Now that was a fantasy that Hunt couldn’t ever see himself allowing to happen. “It’ll be fun. This opportunity presented itself, and I never turn down an opportunity to hang out with a beautiful woman. You of all people should understand that.”

“I understand, man. I do. As long as we can spend some time together this week, it’s all good. And at least I know it’s a wild one.”

In a few hours, when the sun came up, Hunt would head over to Carly’s. He’d wait for her on the beach he was only just at, and see what happened next. “It’s gonna be a wild one for sure.”

“Speaking of wild, how was the action you caught recently?”

“Where’d you hear about that?” Hunt demanded, and his mind flashed, not pleasantly, to his most recent mission.

“You just told me.” His brother shrugged, and took a slug of coffee.

“I’m fine. Obviously.”

“Obviously,” Ty repeated. “As always.”

“Are we going to fight? Because I’d hate to have to kick your sorry butt tonight.” Hunt settled against the booth and Ty shook his head. “Besides,” Hunt said, “you’re not exactly forthcoming about your cross-country adventures.”

“I’ll fill you in on all the details, unless you’ve got somewhere else to be.”

“This ought to be good,” Hunt muttered. His brother laughed again, and things were back to normal.

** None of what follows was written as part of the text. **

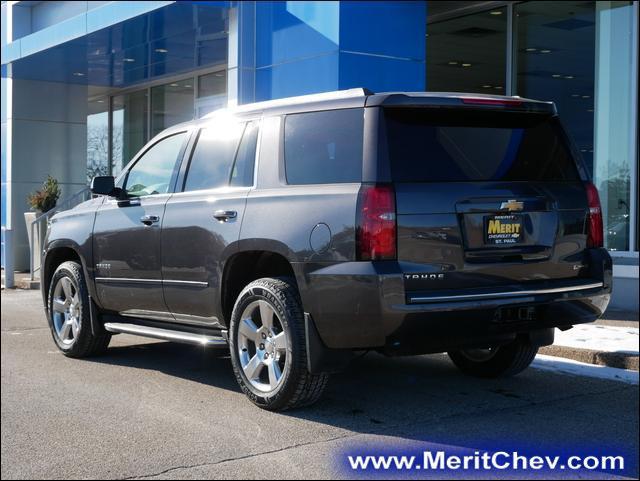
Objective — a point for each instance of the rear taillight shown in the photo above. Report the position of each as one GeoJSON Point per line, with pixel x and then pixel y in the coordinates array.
{"type": "Point", "coordinates": [376, 223]}
{"type": "Point", "coordinates": [594, 220]}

THE BREAKFAST RUSH HAD just begun. The sound of plates being collected and tables freshened was a welcome distraction. Thanks to the rising smells of warm bread and hash browns from the kitchen, Ty Huntington’s appetite had come to life again. A good sign.

“More coffee, honey?” The waitress on the morning shift gave him a nice, easy smile as she set down what was technically his second order of the day.

“More everything would work for me,” he replied, smiling, because she was staring at him with a look he recognized well. And, if it weren’t so crowded, if it was even a month earlier, he might’ve whispered for her to meet him in the back of the restaurant. Because that would’ve been so simple to do. So easy. As it was, having his brother there had saved him from having to turn down the other waitress’s offer of a quick pick-me-up.

She waggled a finger at him, still flirting as she gave a mock pout. “You bad boys are all the same.”